The function bug_report() provides bug reporting information.
(%i1) limit(2/5*((3/4)^m - 1)*(a0 - 1000000) + 1/5*(3*(3/4)^m + 2)*a0, m, inf);
(%o1)                               400000

or git version:
Maxima branch_5_37_base_186_gfa7cd4a http://maxima.sourceforge.net
using Lisp CLISP 2.49 (2010-07-07)
Distributed under the GNU Public License. See the file COPYING.
Dedicated to the memory of William Schelter.
The function bug_report() provides bug reporting information.
(%i1) limit(2/5*((3/4)^m - 1)*(a0 - 1000000) + 1/5*(3*(3/4)^m + 2)*a0, m, inf);
(%o1)                               400000

In fact, limit algorithm implementation in sympy is known to be
broken.  (Hopefuly, this is fixed there:
https://github.com/skirpichev/omg/, but this is not sympy.)

At some point, presumably sympy will be uniformly better than maxima?
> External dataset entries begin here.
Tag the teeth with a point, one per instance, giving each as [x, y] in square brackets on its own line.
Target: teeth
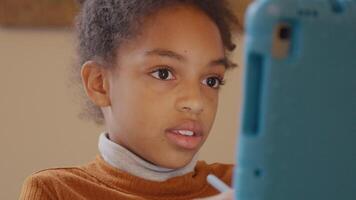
[187, 133]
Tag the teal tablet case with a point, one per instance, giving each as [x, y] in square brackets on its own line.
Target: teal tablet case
[298, 135]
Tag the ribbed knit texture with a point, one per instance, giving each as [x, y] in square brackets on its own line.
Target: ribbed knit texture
[99, 180]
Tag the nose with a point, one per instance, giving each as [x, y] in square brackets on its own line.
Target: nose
[190, 99]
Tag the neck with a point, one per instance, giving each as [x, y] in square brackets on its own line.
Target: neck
[123, 159]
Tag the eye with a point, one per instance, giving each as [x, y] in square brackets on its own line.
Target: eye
[162, 74]
[214, 82]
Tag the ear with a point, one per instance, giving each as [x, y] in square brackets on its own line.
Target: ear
[96, 83]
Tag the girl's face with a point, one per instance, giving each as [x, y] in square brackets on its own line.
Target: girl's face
[166, 84]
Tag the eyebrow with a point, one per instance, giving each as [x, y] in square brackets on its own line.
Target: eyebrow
[171, 54]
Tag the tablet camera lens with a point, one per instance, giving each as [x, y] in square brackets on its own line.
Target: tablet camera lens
[285, 33]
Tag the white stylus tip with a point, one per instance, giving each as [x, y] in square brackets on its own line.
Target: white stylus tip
[217, 183]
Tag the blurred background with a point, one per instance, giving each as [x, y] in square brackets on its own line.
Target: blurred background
[39, 123]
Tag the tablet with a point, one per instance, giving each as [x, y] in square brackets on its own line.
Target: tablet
[298, 123]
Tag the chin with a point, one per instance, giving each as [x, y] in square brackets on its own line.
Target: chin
[175, 163]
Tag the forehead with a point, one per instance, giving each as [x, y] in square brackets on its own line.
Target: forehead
[182, 29]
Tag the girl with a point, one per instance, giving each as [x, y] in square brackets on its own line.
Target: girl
[152, 70]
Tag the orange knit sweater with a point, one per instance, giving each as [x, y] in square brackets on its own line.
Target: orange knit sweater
[99, 180]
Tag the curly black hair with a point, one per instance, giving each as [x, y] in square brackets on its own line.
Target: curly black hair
[103, 25]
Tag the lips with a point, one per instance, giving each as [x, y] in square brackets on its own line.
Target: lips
[182, 136]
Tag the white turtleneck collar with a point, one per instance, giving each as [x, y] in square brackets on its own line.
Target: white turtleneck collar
[123, 159]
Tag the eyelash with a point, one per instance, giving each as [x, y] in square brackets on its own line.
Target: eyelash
[220, 79]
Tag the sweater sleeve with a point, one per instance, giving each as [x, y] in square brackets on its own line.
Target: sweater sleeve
[34, 189]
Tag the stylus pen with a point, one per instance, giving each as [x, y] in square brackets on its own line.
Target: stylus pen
[217, 183]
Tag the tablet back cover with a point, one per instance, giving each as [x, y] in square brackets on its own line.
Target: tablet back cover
[298, 134]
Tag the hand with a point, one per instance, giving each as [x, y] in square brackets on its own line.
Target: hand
[228, 195]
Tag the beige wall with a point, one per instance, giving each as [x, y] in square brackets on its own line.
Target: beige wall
[39, 125]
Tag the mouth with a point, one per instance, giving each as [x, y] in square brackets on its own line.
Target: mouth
[188, 135]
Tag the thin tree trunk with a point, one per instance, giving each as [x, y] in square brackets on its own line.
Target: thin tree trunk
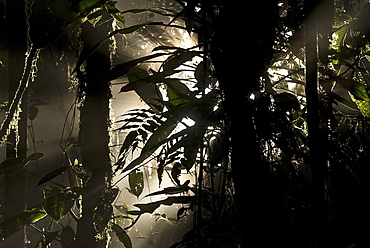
[93, 136]
[315, 138]
[238, 81]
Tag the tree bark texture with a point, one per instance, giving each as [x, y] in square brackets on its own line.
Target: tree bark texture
[238, 81]
[316, 137]
[94, 136]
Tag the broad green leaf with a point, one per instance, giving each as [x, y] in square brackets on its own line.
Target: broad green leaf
[52, 175]
[123, 209]
[57, 203]
[172, 190]
[342, 34]
[178, 58]
[9, 164]
[156, 140]
[27, 217]
[133, 28]
[137, 73]
[358, 90]
[136, 181]
[177, 92]
[121, 70]
[286, 101]
[67, 238]
[152, 206]
[102, 215]
[44, 243]
[130, 138]
[34, 156]
[86, 6]
[176, 172]
[122, 236]
[82, 172]
[344, 101]
[115, 13]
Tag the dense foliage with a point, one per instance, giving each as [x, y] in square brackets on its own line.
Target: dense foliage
[244, 138]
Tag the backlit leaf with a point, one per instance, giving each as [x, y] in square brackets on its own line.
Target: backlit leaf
[136, 181]
[122, 236]
[57, 203]
[52, 175]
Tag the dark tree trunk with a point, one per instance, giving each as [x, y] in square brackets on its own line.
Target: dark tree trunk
[240, 63]
[15, 179]
[315, 135]
[94, 136]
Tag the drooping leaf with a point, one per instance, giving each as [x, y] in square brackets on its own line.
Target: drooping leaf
[122, 236]
[177, 92]
[156, 140]
[9, 164]
[358, 90]
[27, 217]
[136, 181]
[123, 209]
[172, 190]
[82, 172]
[57, 203]
[130, 138]
[344, 101]
[121, 70]
[286, 101]
[44, 243]
[52, 175]
[34, 156]
[67, 238]
[86, 6]
[178, 58]
[152, 206]
[180, 213]
[176, 172]
[115, 13]
[102, 215]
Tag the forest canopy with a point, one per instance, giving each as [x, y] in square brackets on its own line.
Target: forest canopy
[166, 132]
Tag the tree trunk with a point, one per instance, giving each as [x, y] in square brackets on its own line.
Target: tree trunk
[239, 79]
[94, 136]
[315, 135]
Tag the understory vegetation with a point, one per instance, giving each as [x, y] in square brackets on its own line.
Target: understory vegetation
[262, 140]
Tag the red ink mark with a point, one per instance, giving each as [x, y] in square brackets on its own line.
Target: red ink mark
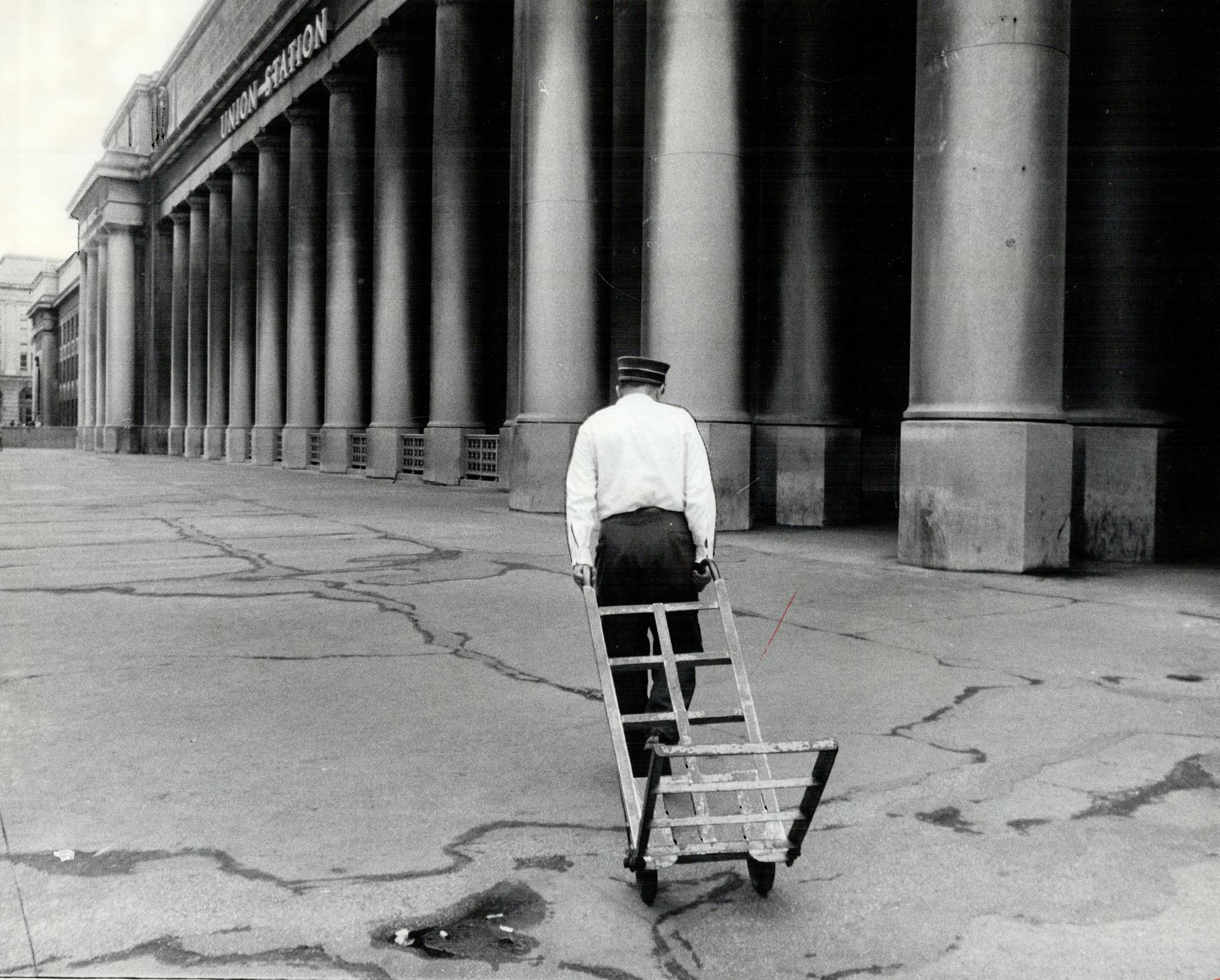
[778, 626]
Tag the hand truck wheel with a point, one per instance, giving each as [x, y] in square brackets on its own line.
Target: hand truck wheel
[647, 880]
[762, 874]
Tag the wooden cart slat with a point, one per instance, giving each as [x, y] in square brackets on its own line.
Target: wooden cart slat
[648, 608]
[710, 785]
[745, 749]
[658, 663]
[729, 818]
[648, 720]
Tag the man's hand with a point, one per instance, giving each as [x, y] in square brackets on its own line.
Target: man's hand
[701, 575]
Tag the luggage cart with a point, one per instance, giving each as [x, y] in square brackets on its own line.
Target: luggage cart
[756, 830]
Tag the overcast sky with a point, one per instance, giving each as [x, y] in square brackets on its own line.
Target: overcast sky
[65, 66]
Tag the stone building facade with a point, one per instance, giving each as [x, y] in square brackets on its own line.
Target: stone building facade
[18, 276]
[54, 317]
[953, 260]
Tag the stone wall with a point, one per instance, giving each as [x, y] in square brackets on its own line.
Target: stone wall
[46, 437]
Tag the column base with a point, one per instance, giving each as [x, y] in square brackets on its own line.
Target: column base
[508, 437]
[125, 439]
[295, 446]
[985, 497]
[807, 476]
[156, 440]
[337, 450]
[1125, 497]
[237, 444]
[538, 465]
[262, 445]
[214, 443]
[193, 443]
[729, 452]
[384, 452]
[444, 453]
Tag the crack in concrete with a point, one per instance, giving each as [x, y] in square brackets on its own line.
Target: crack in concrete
[948, 817]
[604, 973]
[1186, 774]
[21, 899]
[170, 951]
[118, 862]
[663, 952]
[876, 969]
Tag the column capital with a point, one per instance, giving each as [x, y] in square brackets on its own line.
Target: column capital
[344, 81]
[304, 115]
[119, 228]
[271, 140]
[243, 164]
[391, 41]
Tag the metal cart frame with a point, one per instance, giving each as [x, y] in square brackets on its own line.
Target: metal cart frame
[758, 827]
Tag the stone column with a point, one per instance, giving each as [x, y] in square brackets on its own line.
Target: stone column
[179, 306]
[402, 198]
[986, 459]
[242, 307]
[86, 347]
[121, 434]
[807, 445]
[567, 49]
[219, 232]
[273, 282]
[348, 267]
[100, 347]
[159, 354]
[197, 328]
[1128, 201]
[693, 252]
[306, 281]
[46, 351]
[469, 206]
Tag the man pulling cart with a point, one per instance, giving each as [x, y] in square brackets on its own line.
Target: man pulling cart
[640, 471]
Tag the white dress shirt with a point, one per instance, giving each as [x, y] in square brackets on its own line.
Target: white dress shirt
[637, 453]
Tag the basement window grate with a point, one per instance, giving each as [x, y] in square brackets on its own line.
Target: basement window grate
[358, 450]
[482, 457]
[410, 459]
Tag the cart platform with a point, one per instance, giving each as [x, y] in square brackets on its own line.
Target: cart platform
[696, 814]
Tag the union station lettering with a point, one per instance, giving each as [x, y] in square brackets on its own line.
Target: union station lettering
[282, 67]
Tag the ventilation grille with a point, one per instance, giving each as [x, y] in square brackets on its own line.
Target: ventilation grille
[482, 457]
[410, 459]
[358, 450]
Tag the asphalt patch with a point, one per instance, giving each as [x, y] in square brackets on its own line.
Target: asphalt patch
[545, 862]
[488, 927]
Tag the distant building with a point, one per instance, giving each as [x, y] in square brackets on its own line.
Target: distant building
[54, 318]
[951, 261]
[17, 277]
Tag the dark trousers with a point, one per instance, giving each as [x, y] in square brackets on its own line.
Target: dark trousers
[647, 556]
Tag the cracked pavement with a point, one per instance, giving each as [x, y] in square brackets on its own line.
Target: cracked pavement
[280, 717]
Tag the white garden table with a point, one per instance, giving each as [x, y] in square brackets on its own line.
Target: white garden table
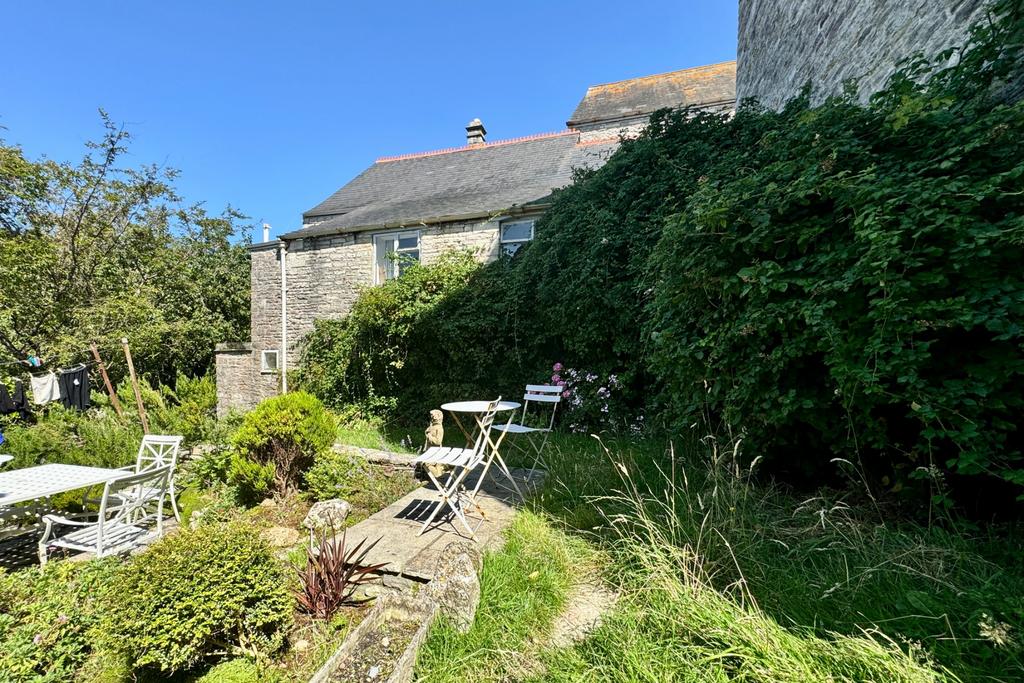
[33, 483]
[477, 409]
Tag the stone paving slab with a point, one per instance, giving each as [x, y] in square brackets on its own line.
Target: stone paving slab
[413, 556]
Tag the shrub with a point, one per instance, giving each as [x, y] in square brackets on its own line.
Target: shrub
[237, 671]
[839, 281]
[334, 475]
[196, 594]
[283, 434]
[361, 358]
[46, 616]
[252, 480]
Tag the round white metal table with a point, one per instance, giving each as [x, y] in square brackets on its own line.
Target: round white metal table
[477, 409]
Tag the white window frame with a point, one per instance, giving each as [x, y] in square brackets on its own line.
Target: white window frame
[502, 242]
[397, 235]
[264, 367]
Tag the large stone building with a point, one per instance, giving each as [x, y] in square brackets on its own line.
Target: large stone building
[483, 196]
[486, 196]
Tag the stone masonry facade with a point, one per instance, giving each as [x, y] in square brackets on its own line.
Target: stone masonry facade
[785, 43]
[324, 275]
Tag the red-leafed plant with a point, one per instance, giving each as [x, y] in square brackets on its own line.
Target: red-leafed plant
[332, 574]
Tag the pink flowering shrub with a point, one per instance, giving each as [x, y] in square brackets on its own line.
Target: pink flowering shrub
[589, 399]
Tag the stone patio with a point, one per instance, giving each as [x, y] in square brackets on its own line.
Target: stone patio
[413, 557]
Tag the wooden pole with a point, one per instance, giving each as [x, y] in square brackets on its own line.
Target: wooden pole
[134, 385]
[107, 380]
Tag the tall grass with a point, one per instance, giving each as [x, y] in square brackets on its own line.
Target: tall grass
[523, 587]
[728, 579]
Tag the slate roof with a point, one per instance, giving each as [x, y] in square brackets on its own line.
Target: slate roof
[699, 86]
[451, 183]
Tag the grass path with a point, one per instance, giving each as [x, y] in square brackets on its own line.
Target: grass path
[724, 580]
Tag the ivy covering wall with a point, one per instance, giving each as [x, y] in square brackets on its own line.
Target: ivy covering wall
[841, 281]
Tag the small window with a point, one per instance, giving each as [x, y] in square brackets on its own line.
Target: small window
[393, 253]
[268, 360]
[515, 235]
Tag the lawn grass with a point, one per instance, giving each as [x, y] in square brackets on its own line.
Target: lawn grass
[365, 433]
[726, 579]
[522, 588]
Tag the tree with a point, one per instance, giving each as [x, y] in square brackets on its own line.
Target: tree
[95, 251]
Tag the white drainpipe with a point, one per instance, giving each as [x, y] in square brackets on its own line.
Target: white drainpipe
[283, 250]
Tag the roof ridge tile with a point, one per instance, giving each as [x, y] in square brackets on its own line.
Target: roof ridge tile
[467, 147]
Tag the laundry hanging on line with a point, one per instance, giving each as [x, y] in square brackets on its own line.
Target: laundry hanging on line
[74, 385]
[13, 401]
[45, 388]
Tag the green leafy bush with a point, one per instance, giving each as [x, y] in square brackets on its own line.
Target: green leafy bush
[252, 480]
[852, 286]
[196, 594]
[839, 281]
[363, 358]
[335, 475]
[237, 671]
[46, 617]
[282, 435]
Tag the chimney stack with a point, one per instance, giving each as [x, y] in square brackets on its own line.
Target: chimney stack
[475, 133]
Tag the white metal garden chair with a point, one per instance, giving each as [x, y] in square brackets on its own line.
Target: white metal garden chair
[156, 451]
[536, 436]
[461, 462]
[119, 525]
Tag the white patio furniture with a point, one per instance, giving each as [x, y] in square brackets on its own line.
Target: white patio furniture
[477, 409]
[119, 523]
[461, 463]
[537, 436]
[155, 451]
[31, 484]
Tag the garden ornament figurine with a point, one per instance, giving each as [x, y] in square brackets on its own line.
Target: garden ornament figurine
[434, 435]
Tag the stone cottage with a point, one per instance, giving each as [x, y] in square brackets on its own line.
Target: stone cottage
[484, 196]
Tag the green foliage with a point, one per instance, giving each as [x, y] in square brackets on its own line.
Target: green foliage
[364, 357]
[236, 671]
[195, 594]
[283, 435]
[96, 438]
[850, 287]
[334, 475]
[252, 480]
[839, 282]
[523, 587]
[695, 540]
[109, 251]
[46, 616]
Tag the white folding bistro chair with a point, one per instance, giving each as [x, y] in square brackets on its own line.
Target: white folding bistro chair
[157, 451]
[119, 523]
[537, 436]
[461, 462]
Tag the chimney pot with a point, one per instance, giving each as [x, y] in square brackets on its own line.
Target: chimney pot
[475, 133]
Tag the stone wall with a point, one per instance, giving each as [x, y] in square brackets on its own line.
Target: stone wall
[240, 383]
[785, 43]
[324, 278]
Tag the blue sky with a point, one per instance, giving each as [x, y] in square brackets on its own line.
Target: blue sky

I think that as ex-dev of sympy I have good reasons to believe that
it's not the case..  Maxima community has less 1st year college students but
much more knowlegeable people.

[Sergey Kirpichev]

On Monday, November 23, 2015 at 10:38:39 PM UTC+3, Ondrej Certik wrote:

Note that William's result has one more zero in the answer... Which
one is correct?

Maxima's, of course.  btw, sympy's answer is same:
 In [3]: limit(S(2)/5*((S(3)/4)**m - 1)*(a0 - 1000000) + S(1)/5*(3*(S(3)/4)**m + 2)*a0, m, oo)
Out[3]: 400000

I suspect just a typo in the William's reply.

[Dima Pasechnik]

On Tuesday, 24 November 2015 11:12:13 UTC, Sergey Kirpichev wrote:

On Monday, November 23, 2015 at 3:43:02 AM UTC+3, William wrote:

This definitely looks like a bug.  In the meantime, a workaround is to
use sympy:

This is not a maxima bug:

 Maxima 5.34.1 http://maxima.sourceforge.net
using Lisp GNU Common Lisp (GCL) GCL 2.6.12 (a.k.a. GCL)
Distributed under the GNU Public License. See the file COPYING.
Dedicated to the memory of William Schelter.
The function bug_report() provides bug reporting information.
(%i1) limit(2/5*((3/4)^m - 1)*(a0 - 1000000) + 1/5*(3*(3/4)^m + 2)*a0, m, inf);
(%o1)                               400000

If you first set domain to complex (and this is the setting Sage uses to call maxima), you get the same
error as from Sage. See https://groups.google.com/d/msg/sage-support/rAkql0-A6cM/8zPsNUsYCAAJ

 

[Dima Pasechnik]

On Tuesday, 24 November 2015 11:12:13 UTC, Sergey Kirpichev wrote:

yes, it was a typo - as confirmed by William: https://groups.google.com/d/msg/sage-support/rAkql0-A6cM/u4QxjVsXCAAJ

It seems that for some reason you haven't got the latest messages on this, or they were not
cross-posted as widely as some others.

 

 

[Sergey B Kirpichev]

On Tue, Nov 24, 2015 at 04:12:52AM -0800, Dima Pasechnik wrote:
> If you first set domain to complex (and this is the setting Sage uses to
> call maxima), you get the same error as from Sage.

I have seen this post. My messages arrive too late due to moderation, so
they a little dated. Sorry for that.